Hello and best of the Holidays to ya.

I have the German and the Gato large kit submarines that Revell recently put out. Does anyone know if they have announced anything new in the large scale?

thanks


----------



## djnick66 (May 2, 2008)

Probably a follow up to their 1/144 Fletcher? They slipped out a largely new 1/350 Tirpitz with less hub bub than their Bismarck.


----------



## Jafo (Apr 22, 2005)

Lindburg has some huge Jap subs coming out
http://www.lindberg-models.com/models-in_the_water.html


----------



## djnick66 (May 2, 2008)

Well Revell's next big kit isnt a ship its a 1/32 Heinkel 111 German bomber, along with a BAE Hawk and Arado Ar. 196.
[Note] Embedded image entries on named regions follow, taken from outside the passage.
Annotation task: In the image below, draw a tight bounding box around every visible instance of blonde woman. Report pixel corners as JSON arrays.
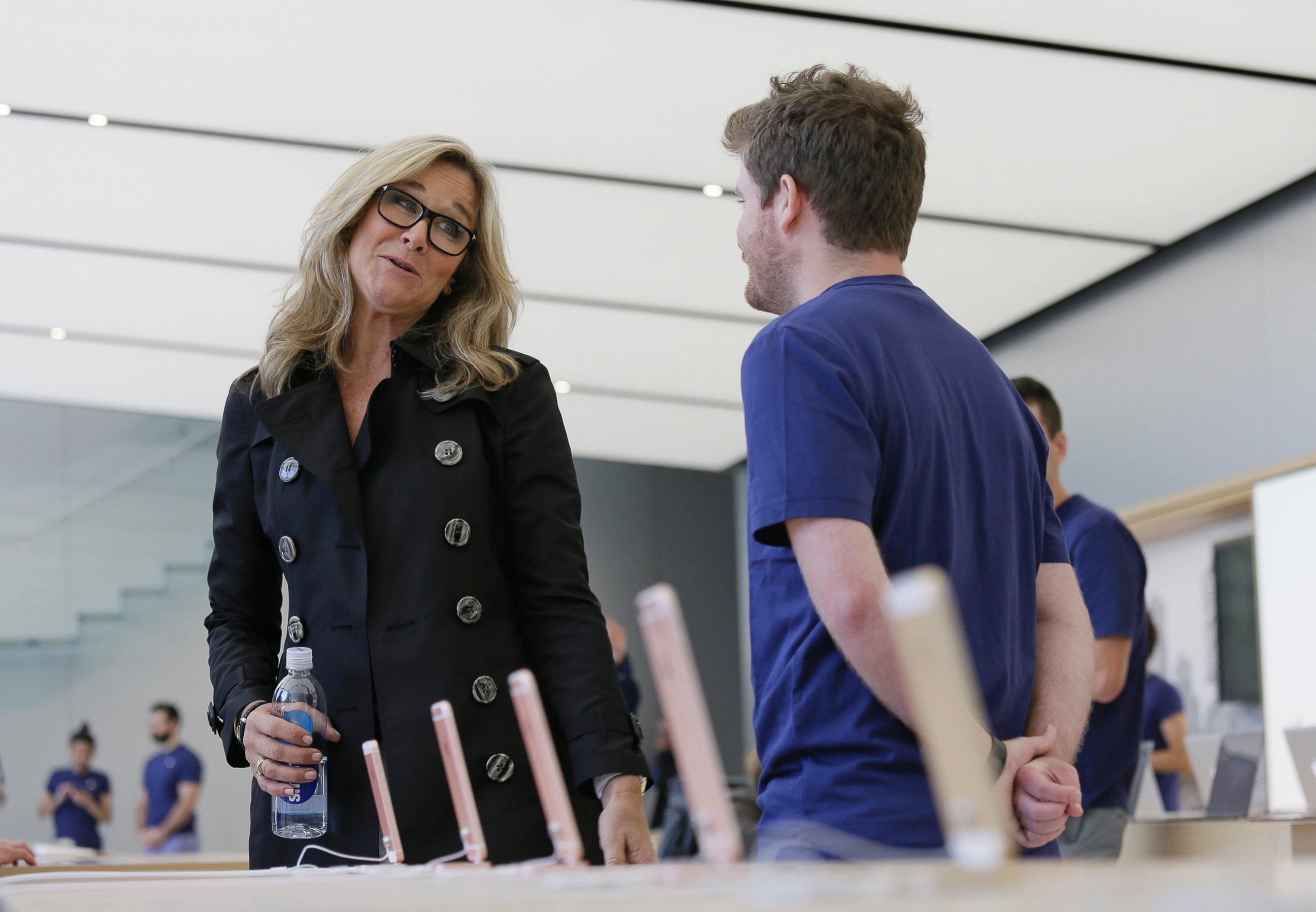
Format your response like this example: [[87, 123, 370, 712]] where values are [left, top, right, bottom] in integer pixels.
[[205, 137, 653, 867]]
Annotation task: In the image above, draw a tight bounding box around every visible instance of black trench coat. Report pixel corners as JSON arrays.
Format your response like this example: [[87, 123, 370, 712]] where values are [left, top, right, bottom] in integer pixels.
[[205, 333, 647, 867]]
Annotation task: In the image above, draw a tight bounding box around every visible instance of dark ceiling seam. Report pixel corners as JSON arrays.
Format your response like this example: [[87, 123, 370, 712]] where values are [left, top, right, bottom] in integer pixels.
[[982, 165, 1316, 349], [669, 0, 1316, 86], [8, 108, 1158, 247]]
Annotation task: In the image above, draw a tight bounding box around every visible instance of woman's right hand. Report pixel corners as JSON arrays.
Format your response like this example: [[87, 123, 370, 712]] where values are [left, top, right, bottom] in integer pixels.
[[242, 703, 342, 797]]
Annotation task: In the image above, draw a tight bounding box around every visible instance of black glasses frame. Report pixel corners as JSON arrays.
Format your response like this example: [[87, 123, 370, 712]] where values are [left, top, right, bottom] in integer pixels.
[[375, 184, 475, 257]]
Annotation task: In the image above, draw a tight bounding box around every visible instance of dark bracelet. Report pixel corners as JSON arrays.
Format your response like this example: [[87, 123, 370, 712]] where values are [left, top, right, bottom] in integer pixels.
[[989, 734, 1007, 782], [233, 700, 269, 746]]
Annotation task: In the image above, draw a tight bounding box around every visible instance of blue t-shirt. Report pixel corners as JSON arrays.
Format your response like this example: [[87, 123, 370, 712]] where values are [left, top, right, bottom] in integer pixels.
[[46, 768, 109, 849], [1142, 671, 1183, 810], [741, 275, 1067, 848], [142, 745, 202, 833], [1056, 495, 1147, 808]]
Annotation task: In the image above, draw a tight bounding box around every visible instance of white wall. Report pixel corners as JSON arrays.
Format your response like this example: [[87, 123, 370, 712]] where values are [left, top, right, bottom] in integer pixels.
[[0, 574, 250, 854], [1142, 517, 1252, 732], [1253, 468, 1316, 812], [989, 176, 1316, 508]]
The first of the 1/72 Lindberg Japanese subs has been out for some months now. Its a total POS too. The designers confused the I-153 and I-53 submarines, and also decided to make many of the details, like the hatches, 1/32 scale ?!?!? For the $$ its a huge disappointment since its not just lacking in detail, but is just inaccurate all over.


----------



## djfDan (Jan 2, 2010)

no, i have not heard about this new model, but i cannot wait to actually see it!
:wave:


----------



## surfsup (Apr 19, 2009)

Revell have updated the 1-144 Fletcher Moulds to produce a German Z Class Destroyer. Uses the same Hull but the Superstructure is entirely different...Cheers Mark


----------



## roadrner (Jul 21, 1999)

Any pix of your models available yet ? rr


----------